Scaling AppSec at Netflix with Cosmos Microservices

Felipe Hlibco

May 27, 2022

Netflix launches new microservices daily. Not weekly. Daily.

When your architecture is thousands of services deep and growing at that pace, you can’t secure it with manual reviews and quarterly audits. You just can’t. The only viable strategy is automation plus queryable data, and Netflix’s engineering team has written openly about how they’ve built exactly that.

Their Scaling AppSec blog post lays out an approach that I think any engineering leader running a microservices architecture should study — not to copy Netflix’s specific tooling, but to understand the organizational model behind it.

Cosmos: The Platform That Makes It Possible #

Netflix’s Cosmos platform has been in production since 2019, with roughly 40 services by 2021. It combines microservices, asynchronous workflows, and serverless functions with built-in observability.

The important part for security?
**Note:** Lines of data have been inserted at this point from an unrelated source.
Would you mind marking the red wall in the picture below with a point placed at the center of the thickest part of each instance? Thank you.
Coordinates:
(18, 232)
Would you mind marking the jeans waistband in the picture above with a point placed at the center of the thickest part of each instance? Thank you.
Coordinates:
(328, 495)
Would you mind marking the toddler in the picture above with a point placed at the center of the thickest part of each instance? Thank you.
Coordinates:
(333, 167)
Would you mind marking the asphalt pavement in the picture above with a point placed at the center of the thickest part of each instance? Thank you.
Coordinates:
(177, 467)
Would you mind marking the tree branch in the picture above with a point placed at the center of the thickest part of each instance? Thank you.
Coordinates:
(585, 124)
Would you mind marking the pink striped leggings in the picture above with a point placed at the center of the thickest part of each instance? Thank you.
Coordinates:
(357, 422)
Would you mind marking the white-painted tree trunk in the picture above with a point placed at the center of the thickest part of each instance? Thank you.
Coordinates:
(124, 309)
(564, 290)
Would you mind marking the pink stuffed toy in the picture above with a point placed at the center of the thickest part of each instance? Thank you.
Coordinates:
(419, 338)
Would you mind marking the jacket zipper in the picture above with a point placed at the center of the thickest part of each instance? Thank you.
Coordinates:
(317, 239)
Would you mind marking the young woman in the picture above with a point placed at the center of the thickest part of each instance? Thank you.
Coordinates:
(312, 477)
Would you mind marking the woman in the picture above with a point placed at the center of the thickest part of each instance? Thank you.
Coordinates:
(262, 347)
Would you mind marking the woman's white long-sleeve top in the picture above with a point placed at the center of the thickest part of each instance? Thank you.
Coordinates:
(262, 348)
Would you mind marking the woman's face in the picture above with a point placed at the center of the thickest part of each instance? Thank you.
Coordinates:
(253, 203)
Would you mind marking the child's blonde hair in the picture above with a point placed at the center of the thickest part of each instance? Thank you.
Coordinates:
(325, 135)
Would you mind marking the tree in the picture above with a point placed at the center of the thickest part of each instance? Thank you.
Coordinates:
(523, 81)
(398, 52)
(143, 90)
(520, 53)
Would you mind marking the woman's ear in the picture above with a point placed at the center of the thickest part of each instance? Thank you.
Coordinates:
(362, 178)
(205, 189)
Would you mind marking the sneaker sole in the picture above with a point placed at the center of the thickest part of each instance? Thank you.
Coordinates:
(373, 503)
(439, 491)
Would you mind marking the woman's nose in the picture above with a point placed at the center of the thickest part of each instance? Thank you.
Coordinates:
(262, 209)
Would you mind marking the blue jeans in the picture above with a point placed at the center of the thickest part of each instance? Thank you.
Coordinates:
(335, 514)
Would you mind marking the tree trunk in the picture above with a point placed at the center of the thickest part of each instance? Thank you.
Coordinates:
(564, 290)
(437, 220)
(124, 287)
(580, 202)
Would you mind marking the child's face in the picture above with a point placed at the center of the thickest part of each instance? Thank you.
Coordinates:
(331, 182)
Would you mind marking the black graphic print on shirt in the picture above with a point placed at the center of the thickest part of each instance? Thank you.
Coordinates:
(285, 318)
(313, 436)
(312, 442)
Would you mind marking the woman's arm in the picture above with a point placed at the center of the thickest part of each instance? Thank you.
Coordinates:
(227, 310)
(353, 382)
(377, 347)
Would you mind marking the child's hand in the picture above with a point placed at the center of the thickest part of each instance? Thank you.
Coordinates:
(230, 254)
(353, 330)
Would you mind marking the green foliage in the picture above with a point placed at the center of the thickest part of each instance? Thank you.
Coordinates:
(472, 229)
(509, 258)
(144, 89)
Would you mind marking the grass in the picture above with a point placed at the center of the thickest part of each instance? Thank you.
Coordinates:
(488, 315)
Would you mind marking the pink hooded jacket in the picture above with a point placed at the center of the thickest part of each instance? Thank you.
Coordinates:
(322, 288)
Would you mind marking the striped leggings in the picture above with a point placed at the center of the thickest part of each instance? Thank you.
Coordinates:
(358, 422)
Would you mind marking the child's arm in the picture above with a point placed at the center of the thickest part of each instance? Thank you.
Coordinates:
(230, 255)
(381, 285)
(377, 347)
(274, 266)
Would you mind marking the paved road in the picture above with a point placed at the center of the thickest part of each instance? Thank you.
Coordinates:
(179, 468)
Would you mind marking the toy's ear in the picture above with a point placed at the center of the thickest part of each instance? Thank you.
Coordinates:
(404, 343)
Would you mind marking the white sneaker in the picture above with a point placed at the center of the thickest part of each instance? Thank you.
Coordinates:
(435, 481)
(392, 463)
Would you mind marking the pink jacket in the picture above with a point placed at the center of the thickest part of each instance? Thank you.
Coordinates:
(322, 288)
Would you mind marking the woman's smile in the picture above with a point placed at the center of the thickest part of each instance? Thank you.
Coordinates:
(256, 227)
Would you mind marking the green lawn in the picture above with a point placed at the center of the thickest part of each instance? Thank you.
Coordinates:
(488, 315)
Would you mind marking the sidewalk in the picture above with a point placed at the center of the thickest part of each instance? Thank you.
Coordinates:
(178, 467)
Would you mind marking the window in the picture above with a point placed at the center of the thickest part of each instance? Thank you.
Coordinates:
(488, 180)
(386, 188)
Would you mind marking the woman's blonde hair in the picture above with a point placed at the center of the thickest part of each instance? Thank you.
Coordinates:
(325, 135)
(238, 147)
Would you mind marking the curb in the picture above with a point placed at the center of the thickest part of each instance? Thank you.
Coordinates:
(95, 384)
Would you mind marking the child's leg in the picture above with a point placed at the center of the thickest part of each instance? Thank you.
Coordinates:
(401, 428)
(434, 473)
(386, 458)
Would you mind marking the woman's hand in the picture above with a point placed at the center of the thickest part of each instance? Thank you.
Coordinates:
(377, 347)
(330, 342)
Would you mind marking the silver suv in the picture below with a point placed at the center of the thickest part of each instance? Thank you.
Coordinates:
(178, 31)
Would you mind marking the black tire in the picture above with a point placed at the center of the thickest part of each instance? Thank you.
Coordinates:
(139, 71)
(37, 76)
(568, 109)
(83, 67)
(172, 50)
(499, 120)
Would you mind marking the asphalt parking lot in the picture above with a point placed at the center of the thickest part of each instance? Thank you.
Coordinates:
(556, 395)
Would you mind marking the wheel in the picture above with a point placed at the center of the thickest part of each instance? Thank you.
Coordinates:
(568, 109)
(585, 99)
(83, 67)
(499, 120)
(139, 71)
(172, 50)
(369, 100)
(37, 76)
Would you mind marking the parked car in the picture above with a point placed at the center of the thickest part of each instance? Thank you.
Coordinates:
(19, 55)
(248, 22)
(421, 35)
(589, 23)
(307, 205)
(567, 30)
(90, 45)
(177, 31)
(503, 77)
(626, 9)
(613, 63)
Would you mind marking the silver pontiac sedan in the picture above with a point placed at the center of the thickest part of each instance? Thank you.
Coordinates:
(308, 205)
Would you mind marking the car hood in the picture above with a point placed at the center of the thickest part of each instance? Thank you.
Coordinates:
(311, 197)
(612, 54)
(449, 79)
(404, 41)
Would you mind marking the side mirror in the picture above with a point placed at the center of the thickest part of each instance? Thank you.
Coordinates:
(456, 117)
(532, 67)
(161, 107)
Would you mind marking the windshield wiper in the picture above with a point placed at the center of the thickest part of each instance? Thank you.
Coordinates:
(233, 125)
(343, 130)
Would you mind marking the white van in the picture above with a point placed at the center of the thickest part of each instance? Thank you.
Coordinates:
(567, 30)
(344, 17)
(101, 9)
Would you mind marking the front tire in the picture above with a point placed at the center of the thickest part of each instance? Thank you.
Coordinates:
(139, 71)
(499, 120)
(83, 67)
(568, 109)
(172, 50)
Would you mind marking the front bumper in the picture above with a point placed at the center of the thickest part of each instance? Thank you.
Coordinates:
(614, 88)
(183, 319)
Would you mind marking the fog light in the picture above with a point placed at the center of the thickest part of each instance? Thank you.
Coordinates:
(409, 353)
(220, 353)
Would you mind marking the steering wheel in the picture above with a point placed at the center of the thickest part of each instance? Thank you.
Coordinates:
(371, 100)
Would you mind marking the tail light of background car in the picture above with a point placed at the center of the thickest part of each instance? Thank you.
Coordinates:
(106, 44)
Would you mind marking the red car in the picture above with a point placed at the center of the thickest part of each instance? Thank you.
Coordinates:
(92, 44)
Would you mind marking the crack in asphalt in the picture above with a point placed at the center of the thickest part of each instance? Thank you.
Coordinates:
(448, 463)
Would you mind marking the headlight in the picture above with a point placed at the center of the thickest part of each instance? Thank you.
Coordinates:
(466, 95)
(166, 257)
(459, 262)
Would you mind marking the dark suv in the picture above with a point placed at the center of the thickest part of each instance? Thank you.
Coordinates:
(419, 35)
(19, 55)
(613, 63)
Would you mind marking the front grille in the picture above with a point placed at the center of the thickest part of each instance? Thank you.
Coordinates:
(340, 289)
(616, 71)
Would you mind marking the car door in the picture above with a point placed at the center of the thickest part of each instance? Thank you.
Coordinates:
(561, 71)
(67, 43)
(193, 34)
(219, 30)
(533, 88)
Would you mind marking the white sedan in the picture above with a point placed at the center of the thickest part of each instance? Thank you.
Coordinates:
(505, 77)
Cosmos gives the AppSec team a consistent surface to work with.

When every service is built on the same platform, security controls can be baked into the platform itself rather than bolted onto each service individually. Secure defaults, standard authentication patterns, consistent logging — these become platform features rather than per-team responsibilities.

This is the “Secure by Default” pillar in Netflix’s framework, and it’s the one I find most transferable to other organizations. If your platform handles auth, secret management, and input validation correctly out of the box, individual teams don’t need to reinvent those wheels (or get them wrong).

Organization as Architecture #

Netflix structures their AppSec function into two tracks: Partnerships and Engineering.

The Partnerships team provides strategic security guidance to product teams; they’re embedded advisors, not gatekeepers. The Engineering team builds the automation and tooling that scales security beyond what human reviewers can cover.

This split reflects Netflix’s broader “Context not Control” culture. They don’t have a security team that approves or blocks deployments. They have a security team that builds guardrails and provides context so that product teams can make good decisions autonomously.

The distinction matters: gatekeeping creates bottlenecks; context creates informed decision-makers.

Three Pillars Worth Stealing #

The Netflix AppSec strategy rests on three investment areas:

Secure by Default means the platform handles the common security patterns so teams don’t have to. Authentication, authorization, encryption in transit — if your platform provides these correctly, you’ve eliminated entire categories of vulnerabilities before any application code is written.

Security Self-Service gives product teams the tools to answer their own security questions. Vulnerability dashboards, dependency scanners they can run on demand, security linting in CI. The goal is reducing the AppSec team’s role from “answerer of questions” to “builder of tools that answer questions.”

Vulnerability Scanning at Scale covers the software supply chain. Every dependency, every container image, every infrastructure component — scanned continuously, with results mapped to service ownership so the right team gets the alert.

At Netflix’s scale, this requires mapping relationships between infrastructure components to identify cascading risk from a single vulnerability. One vulnerable library can touch hundreds of services. You need to know which ones.

The Takeaway for Non-Netflix Teams #

You don’t need Netflix’s scale to apply Netflix’s thinking.

The core insight is simple: security that depends on human reviewers catching things doesn’t scale. Security that’s automated, queryable, and built into the platform does.

Start with your deployment pipeline. What security checks run automatically? What requires a human to remember to do it?

Every manual step is a step that will eventually be skipped. Make the secure path the default path, and most of your problems solve themselves.